I agree with #11. I get a lot of fun out of seeing how much of a return I can get on my money and occasionally enjoy some indulgence from it, but the best part is giving most of it to charities. My favorites are animal shelters. Yes, it is possible to do good and do well. Hope everyone will give some thought to this during the holidays.
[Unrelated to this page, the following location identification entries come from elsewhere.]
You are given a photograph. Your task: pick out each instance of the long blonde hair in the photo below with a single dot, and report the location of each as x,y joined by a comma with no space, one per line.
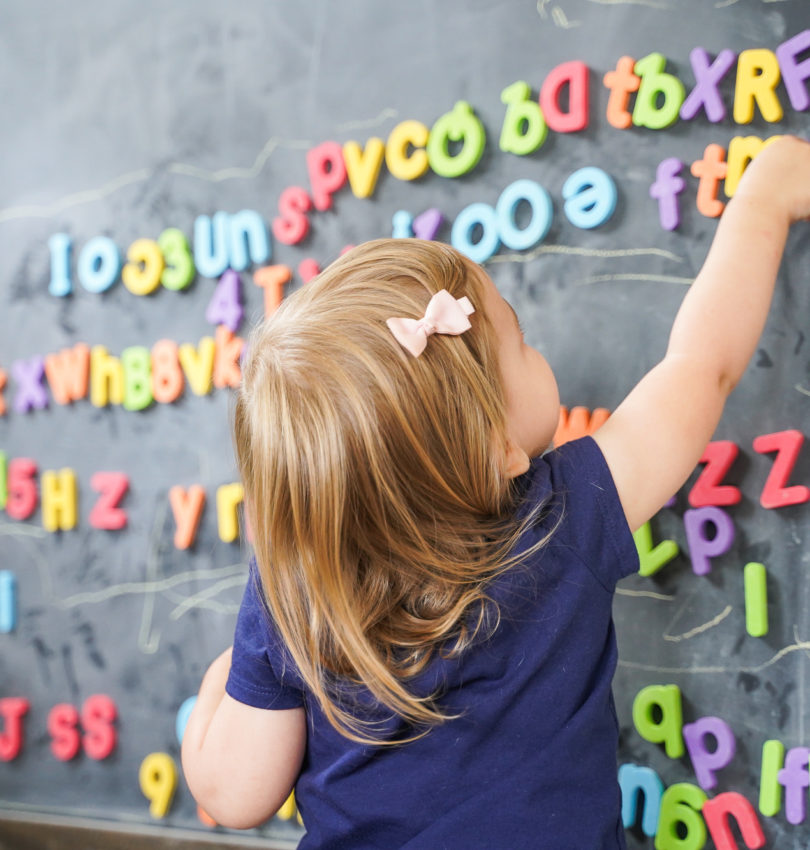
375,482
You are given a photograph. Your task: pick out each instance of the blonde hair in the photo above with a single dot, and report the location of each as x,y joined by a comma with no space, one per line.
375,481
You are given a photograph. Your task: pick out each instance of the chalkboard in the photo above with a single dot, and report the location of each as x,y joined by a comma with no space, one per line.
122,121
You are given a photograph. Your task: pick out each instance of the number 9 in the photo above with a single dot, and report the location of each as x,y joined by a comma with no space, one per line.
158,778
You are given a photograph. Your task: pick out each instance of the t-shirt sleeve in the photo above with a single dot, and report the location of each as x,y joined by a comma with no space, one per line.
261,672
594,524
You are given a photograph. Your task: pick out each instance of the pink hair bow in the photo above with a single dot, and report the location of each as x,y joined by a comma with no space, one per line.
444,315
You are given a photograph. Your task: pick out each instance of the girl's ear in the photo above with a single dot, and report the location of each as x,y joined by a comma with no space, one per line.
516,461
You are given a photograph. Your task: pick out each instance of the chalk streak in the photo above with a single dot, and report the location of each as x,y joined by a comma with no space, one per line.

Special thanks to Ken for the tips and advice throughout the year that benefit all of us readers!

8
Comment #13 by Rosedala (anonymous) posted on
Rosedala
Thank you #11 and #12 for your kind, tender hearts in giving your banks' earnings to the right causes - the poor and the nonhuman animals.  The latter being the "poor" who are at the very bottom of the mountain of exploited beings.  :)  I'm a vegan of 36 years! meaning not eating nor wearing nor using the nonhuman animals, and I too try very hard to make the best out of my savings, thanks to Ken's efforts, (moving my savings here and there) to give more to those who need it most.  Merry Christmas and Healthy, Happy and Prosperous New Year to Kenn and everyone here!!!    :o)   Rosedala

P.S.  <<There are now some internet checking accounts that offer rates just as high as online savings accounts.>>  anyone knows wha'ts the difference between "internet" and "online"?  thankis for a clarification?

2
Comment #14 by Rosedala (anonymous) posted on
Rosedala
Sorry, disregard my P.S.  I just woke up!   lol!      Rosedala

1
Comment #15 by mtbdsavage posted on
mtbdsavage
Here's what I do...I treat my rewards checking like a savings...I do small transactions and have small amount direct deposited every other week...I usually always have a higher balance at the end of the month that at the beginning...only a time or two have I come out maybe $10 less at the end of the month. Once I get to the max 25K though, I'll have to do something different, but it works for now.